Too broke to go Martian: NASA says it can’t afford to send humans to Mars
“I can’t put a date on humans on Mars,” Will Gerstenmaier said Wednesday at a propulsion and energy forum in the American Institute for Aeronautics and Astronautics.
The reason, he said, is that “at the budget levels we described, this roughly 2 percent increase, we don’t have the surface systems available for Mars. And that entry, descent, and landing is a huge challenge for us for Mars.”
While insufficient funding looms over plans to get first explorers on the Mars surface by early 2030s, Gerstenmaier said NASA is “marching towards schedules” on its major projects, such as unmanned Exploration Mission-1 (EM-1) and the manned flight of EM-2.
The two missions are expected to test the deep-space Orion Spacecraft and the Space Launch System (SLS) rocket in 2019 and 2022, respectively, which will allow NASA to develop the capabilities for the next stop at Mars, including a construction of a spaceport in lunar orbit, Deep Space Gateway.
“We’re essentially at this point building capabilities that enable multiple destinations,” Gerstenmaier said.

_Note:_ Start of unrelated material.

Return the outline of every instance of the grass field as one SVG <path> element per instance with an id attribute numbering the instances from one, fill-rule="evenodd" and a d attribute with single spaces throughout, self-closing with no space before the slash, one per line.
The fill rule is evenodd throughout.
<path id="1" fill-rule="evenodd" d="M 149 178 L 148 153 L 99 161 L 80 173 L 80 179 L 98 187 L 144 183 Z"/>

“If we find out that there is water on the Moon and we want to do more extensive human operations on the Moon to explore that, we have the ability with Deep Space Gateway to support an extensive Moon surface program,” he added.
Gerstenmaier also talked of NASA’s “fiscal realism,” adding that teaming up with the commercial sector will be essential for future space travel.
“For the first time NASA doesn’t have to do everything itself,” Gerstenmaier said, noting that it’s an “exciting time” to cooperate with commercial groups to share and exchange data.
“I look at NASA kind of as an orchestrator now, where we take the best that is available from industry,” he added.
In the meantime, Elon Musk’s company SpaceX has pushed its deadline for its unmanned mission to Mars to 2020, having abandoned the initial plan to send a probe as soon as 2018.